Due to the weak economy and price of oil, some paper mills have begun assessing shipment charges for the first time, according to Dan Walsh, vice president of catalog/publication papers at distributor Bradner Smith & Co.
Walsh predicts these shipment charges will become “widespread. The price of oil has been coming down, but I think these charges are here to stay as long as gas is over $3 a gallon.”
Effective Sept. 1, full truckloads of paper shipped from Verso Paper to Wisconsin will incur a $0.15 per hundredweight (cwt) upcharge – that’s for loads of at least 44,000 pounds of paper. Truckloads of less than 44,000 pounds would incur an upcharge of $0.60 per cwt.

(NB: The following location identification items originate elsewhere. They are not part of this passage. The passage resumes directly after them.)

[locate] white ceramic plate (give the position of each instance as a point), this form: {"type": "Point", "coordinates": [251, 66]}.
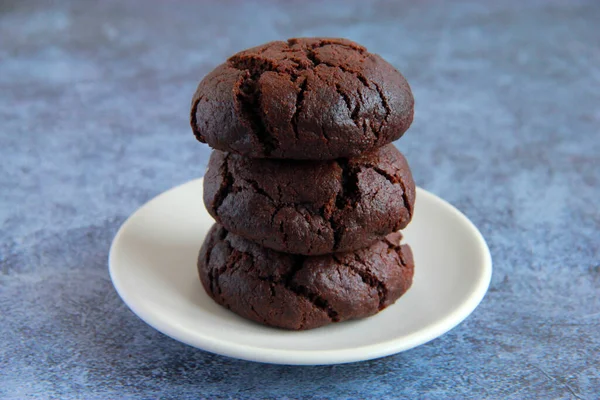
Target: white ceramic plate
{"type": "Point", "coordinates": [152, 264]}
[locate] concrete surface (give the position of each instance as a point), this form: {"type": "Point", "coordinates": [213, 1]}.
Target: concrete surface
{"type": "Point", "coordinates": [94, 101]}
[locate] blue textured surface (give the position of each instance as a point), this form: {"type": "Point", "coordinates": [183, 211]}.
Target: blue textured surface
{"type": "Point", "coordinates": [94, 104]}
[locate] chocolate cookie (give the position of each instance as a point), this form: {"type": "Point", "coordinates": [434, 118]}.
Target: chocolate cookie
{"type": "Point", "coordinates": [299, 292]}
{"type": "Point", "coordinates": [310, 98]}
{"type": "Point", "coordinates": [311, 208]}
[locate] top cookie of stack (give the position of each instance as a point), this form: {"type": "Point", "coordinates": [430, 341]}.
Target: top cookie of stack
{"type": "Point", "coordinates": [304, 99]}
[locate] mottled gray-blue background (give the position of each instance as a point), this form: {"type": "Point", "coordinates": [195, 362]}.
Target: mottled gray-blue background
{"type": "Point", "coordinates": [94, 101]}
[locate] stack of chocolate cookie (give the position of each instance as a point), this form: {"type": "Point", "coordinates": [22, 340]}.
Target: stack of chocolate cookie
{"type": "Point", "coordinates": [307, 191]}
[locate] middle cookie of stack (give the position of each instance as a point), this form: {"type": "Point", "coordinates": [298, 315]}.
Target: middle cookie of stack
{"type": "Point", "coordinates": [311, 208]}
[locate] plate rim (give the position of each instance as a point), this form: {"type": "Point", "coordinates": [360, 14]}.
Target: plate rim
{"type": "Point", "coordinates": [309, 357]}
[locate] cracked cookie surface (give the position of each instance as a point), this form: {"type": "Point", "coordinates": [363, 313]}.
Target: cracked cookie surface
{"type": "Point", "coordinates": [309, 98]}
{"type": "Point", "coordinates": [309, 207]}
{"type": "Point", "coordinates": [302, 292]}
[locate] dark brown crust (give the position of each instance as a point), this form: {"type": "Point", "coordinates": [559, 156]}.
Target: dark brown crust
{"type": "Point", "coordinates": [299, 292]}
{"type": "Point", "coordinates": [311, 208]}
{"type": "Point", "coordinates": [310, 98]}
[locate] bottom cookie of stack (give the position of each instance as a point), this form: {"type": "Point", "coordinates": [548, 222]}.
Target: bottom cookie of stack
{"type": "Point", "coordinates": [303, 292]}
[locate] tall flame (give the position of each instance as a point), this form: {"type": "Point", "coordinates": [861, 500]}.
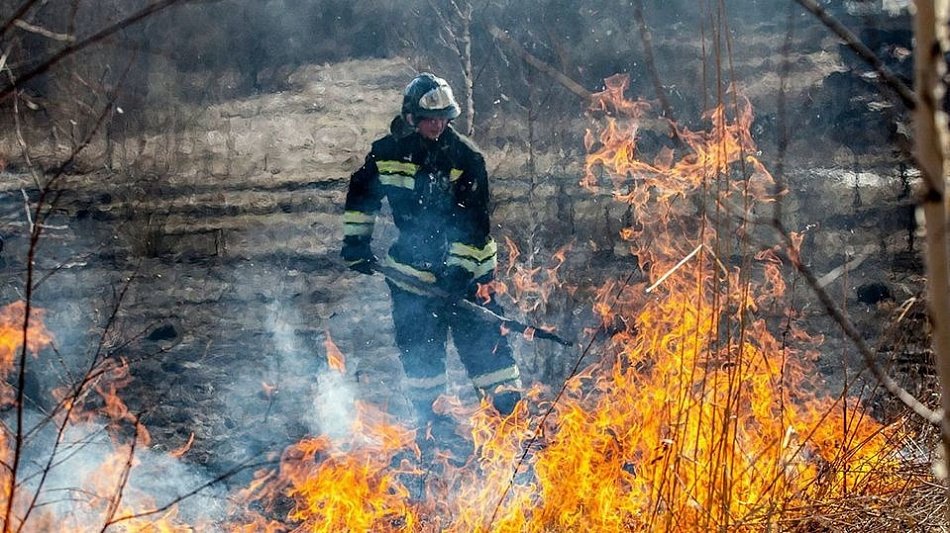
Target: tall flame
{"type": "Point", "coordinates": [696, 417]}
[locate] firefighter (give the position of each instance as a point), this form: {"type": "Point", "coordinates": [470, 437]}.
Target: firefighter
{"type": "Point", "coordinates": [437, 187]}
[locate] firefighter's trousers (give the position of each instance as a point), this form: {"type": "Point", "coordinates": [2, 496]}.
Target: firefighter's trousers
{"type": "Point", "coordinates": [421, 326]}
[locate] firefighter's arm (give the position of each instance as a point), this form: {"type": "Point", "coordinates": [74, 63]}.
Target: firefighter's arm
{"type": "Point", "coordinates": [472, 254]}
{"type": "Point", "coordinates": [363, 200]}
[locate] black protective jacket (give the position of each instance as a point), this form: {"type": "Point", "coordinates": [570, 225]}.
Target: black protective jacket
{"type": "Point", "coordinates": [438, 194]}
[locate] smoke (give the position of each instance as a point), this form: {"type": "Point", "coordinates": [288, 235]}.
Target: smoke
{"type": "Point", "coordinates": [75, 478]}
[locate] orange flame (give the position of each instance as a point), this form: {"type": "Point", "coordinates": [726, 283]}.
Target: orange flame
{"type": "Point", "coordinates": [696, 418]}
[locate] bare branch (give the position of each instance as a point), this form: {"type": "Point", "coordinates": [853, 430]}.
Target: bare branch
{"type": "Point", "coordinates": [67, 51]}
{"type": "Point", "coordinates": [905, 93]}
{"type": "Point", "coordinates": [26, 26]}
{"type": "Point", "coordinates": [526, 56]}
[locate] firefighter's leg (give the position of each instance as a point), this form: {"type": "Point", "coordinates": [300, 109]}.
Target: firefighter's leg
{"type": "Point", "coordinates": [487, 357]}
{"type": "Point", "coordinates": [421, 332]}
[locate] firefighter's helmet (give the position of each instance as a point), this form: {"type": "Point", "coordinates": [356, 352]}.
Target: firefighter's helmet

So, if a company is paying $50/cwt for paper, it will now pay at least $50.15/cwt with Verso Paper and other companies which plan shipment charges. “In the past, anything going full-truck (which is about 44,000 pounds) carried no upcharge, which was pretty much a given for any mill,” Walsh adds. “Now, mills such as Verso are beginning to announce shipment upcharges even on full trucks. Orders less than a truckload, commonly referred to as LTL, carry a steeper upcharge.”

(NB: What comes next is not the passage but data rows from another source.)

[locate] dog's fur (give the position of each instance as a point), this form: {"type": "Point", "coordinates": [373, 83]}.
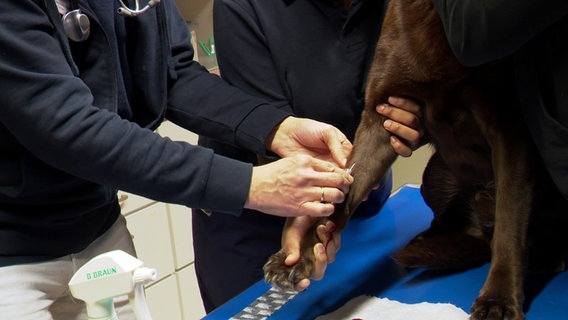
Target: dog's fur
{"type": "Point", "coordinates": [484, 181]}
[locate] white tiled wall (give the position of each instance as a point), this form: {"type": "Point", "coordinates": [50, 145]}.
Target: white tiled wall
{"type": "Point", "coordinates": [162, 236]}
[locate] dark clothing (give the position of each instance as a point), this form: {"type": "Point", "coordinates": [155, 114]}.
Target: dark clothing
{"type": "Point", "coordinates": [76, 123]}
{"type": "Point", "coordinates": [534, 33]}
{"type": "Point", "coordinates": [308, 57]}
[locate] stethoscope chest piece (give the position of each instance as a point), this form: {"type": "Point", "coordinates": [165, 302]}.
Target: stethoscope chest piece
{"type": "Point", "coordinates": [77, 25]}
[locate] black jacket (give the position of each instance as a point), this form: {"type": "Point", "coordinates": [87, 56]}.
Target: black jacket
{"type": "Point", "coordinates": [534, 33]}
{"type": "Point", "coordinates": [76, 123]}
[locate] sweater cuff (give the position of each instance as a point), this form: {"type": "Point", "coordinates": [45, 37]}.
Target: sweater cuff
{"type": "Point", "coordinates": [228, 186]}
{"type": "Point", "coordinates": [258, 125]}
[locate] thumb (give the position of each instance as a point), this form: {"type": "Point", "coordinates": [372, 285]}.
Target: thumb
{"type": "Point", "coordinates": [339, 146]}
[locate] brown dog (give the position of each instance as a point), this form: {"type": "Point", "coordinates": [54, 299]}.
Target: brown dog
{"type": "Point", "coordinates": [481, 183]}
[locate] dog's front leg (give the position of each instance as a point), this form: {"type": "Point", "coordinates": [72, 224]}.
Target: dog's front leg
{"type": "Point", "coordinates": [502, 294]}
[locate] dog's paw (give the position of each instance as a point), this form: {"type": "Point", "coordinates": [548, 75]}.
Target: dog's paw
{"type": "Point", "coordinates": [488, 307]}
{"type": "Point", "coordinates": [279, 275]}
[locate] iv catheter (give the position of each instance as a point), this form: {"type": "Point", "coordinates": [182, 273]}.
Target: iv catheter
{"type": "Point", "coordinates": [110, 275]}
{"type": "Point", "coordinates": [126, 11]}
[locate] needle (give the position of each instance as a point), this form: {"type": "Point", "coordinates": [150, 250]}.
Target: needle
{"type": "Point", "coordinates": [350, 169]}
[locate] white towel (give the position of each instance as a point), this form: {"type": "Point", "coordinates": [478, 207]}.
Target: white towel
{"type": "Point", "coordinates": [373, 308]}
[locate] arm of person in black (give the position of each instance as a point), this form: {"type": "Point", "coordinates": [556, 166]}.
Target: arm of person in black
{"type": "Point", "coordinates": [480, 31]}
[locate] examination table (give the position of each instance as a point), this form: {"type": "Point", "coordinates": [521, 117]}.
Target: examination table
{"type": "Point", "coordinates": [363, 267]}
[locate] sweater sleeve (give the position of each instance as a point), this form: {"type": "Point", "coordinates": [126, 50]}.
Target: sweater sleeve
{"type": "Point", "coordinates": [49, 113]}
{"type": "Point", "coordinates": [208, 105]}
{"type": "Point", "coordinates": [480, 31]}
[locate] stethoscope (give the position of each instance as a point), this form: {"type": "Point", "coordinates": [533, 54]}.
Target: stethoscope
{"type": "Point", "coordinates": [78, 27]}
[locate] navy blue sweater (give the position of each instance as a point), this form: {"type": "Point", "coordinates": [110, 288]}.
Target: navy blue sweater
{"type": "Point", "coordinates": [77, 120]}
{"type": "Point", "coordinates": [534, 33]}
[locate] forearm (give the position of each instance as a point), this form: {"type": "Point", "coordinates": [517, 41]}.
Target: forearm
{"type": "Point", "coordinates": [480, 31]}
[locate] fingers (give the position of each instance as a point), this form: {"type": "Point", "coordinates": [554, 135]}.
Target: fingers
{"type": "Point", "coordinates": [298, 185]}
{"type": "Point", "coordinates": [404, 123]}
{"type": "Point", "coordinates": [338, 144]}
{"type": "Point", "coordinates": [400, 148]}
{"type": "Point", "coordinates": [396, 123]}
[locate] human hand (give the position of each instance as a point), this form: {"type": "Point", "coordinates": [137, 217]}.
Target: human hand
{"type": "Point", "coordinates": [324, 251]}
{"type": "Point", "coordinates": [298, 185]}
{"type": "Point", "coordinates": [404, 124]}
{"type": "Point", "coordinates": [305, 136]}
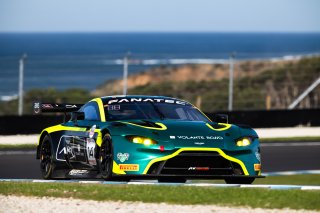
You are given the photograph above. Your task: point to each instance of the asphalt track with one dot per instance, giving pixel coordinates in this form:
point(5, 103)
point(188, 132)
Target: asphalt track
point(275, 157)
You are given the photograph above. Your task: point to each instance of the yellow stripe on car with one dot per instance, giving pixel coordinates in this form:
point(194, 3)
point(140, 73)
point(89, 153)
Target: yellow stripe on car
point(198, 149)
point(226, 126)
point(116, 169)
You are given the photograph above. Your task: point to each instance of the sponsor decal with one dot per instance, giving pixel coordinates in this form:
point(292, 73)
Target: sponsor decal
point(122, 157)
point(71, 106)
point(198, 143)
point(114, 107)
point(155, 100)
point(91, 132)
point(197, 137)
point(47, 106)
point(199, 168)
point(257, 167)
point(36, 107)
point(78, 172)
point(129, 167)
point(258, 156)
point(91, 144)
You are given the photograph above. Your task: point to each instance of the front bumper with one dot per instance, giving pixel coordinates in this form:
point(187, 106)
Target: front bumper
point(212, 163)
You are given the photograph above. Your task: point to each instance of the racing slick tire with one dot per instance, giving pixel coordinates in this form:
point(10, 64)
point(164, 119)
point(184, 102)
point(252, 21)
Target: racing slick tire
point(106, 158)
point(47, 165)
point(171, 180)
point(239, 180)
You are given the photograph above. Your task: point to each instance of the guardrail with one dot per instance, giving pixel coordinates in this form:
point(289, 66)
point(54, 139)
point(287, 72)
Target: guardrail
point(32, 124)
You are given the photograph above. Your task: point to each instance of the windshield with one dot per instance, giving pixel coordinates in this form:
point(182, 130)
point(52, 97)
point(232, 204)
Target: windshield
point(151, 110)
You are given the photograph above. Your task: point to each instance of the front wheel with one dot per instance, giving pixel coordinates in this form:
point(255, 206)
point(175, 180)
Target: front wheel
point(46, 162)
point(106, 158)
point(239, 180)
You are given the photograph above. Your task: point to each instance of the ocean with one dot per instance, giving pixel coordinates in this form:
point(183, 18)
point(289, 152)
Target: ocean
point(87, 60)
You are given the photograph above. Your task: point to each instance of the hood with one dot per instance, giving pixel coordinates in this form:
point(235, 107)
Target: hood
point(179, 134)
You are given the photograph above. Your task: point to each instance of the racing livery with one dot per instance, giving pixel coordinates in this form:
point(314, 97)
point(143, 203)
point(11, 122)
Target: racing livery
point(146, 137)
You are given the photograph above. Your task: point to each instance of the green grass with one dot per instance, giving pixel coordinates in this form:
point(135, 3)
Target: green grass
point(312, 180)
point(18, 146)
point(262, 198)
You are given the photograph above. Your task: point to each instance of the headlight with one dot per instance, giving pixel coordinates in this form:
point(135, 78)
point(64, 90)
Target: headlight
point(246, 141)
point(141, 140)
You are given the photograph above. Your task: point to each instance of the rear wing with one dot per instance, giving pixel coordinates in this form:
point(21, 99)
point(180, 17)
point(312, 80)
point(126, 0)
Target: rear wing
point(53, 107)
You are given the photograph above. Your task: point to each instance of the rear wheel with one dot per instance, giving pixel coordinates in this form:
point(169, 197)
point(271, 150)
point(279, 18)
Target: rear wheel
point(106, 158)
point(46, 160)
point(171, 180)
point(239, 180)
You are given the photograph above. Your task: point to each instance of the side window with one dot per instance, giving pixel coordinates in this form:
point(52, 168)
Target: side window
point(91, 111)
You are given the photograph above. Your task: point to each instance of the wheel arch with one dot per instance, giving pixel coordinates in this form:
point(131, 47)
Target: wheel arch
point(42, 135)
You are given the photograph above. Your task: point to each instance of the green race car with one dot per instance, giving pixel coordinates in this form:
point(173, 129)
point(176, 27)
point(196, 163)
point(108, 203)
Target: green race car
point(146, 137)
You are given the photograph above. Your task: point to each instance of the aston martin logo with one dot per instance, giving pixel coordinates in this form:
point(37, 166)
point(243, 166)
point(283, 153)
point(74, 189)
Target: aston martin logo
point(122, 157)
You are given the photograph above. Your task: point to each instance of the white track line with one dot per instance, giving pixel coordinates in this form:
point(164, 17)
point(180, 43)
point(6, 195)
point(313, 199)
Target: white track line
point(285, 187)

What’s more, Walsh says the “big question” is can the mills continue to shut down machines and close mills fast enough to keep pace with the dwindling demand?

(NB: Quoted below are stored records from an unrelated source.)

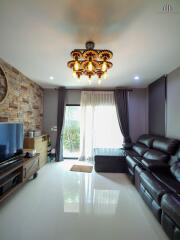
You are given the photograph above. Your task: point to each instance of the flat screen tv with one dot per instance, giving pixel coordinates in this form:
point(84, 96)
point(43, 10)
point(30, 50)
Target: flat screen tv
point(11, 140)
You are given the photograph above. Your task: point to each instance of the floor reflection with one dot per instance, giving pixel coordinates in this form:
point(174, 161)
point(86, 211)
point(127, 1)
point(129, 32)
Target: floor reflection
point(87, 194)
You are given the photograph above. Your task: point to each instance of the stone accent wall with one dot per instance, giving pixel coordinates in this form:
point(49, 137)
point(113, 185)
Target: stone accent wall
point(24, 101)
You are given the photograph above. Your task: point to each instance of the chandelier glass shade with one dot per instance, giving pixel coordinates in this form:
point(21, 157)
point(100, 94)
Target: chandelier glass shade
point(90, 62)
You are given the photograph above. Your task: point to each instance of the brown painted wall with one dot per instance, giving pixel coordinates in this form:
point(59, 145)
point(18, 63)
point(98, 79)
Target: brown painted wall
point(24, 102)
point(157, 107)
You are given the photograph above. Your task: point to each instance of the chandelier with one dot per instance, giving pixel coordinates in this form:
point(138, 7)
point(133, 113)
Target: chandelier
point(90, 62)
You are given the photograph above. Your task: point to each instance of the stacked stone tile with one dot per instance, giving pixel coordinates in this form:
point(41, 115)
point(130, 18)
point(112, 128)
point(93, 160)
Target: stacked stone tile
point(24, 101)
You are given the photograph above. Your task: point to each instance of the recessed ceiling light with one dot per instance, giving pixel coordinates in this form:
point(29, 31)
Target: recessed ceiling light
point(51, 78)
point(136, 77)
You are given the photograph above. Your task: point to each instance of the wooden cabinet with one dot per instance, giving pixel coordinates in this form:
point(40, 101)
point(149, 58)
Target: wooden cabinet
point(30, 167)
point(40, 144)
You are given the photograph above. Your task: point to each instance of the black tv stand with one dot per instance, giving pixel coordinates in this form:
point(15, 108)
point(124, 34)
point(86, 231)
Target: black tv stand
point(15, 173)
point(6, 165)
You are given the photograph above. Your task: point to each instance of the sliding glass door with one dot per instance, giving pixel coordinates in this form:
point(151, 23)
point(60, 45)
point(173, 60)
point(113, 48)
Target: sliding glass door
point(71, 132)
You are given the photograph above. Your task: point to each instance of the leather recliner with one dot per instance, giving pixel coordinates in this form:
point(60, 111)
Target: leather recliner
point(156, 172)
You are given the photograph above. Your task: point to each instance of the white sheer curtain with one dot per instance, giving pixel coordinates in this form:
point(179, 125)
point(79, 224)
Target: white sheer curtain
point(99, 123)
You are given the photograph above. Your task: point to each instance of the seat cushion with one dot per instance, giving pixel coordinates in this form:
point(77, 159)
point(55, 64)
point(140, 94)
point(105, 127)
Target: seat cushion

New Page Corp., the top producer of coated freesheet paper in North America, has also embarked on assessing shipment charges, Walsh says. “A full truck of paper was pretty much sacred, even going from the west coast to the east coast,” Walsh explains. “In the past, even if someone ordered let’s say 60,000 pounds, so it would need to go on two trucks, one full and the other one half empty, the half empty truck would still not incur a shipping upcharge. Fuel prices going through the roof have changed all that.”
With the possibility of six straight quarters with an increase in the cost of paper, coupled with several temporary and permanent mill closings, it’s been a difficult time for the paper industry.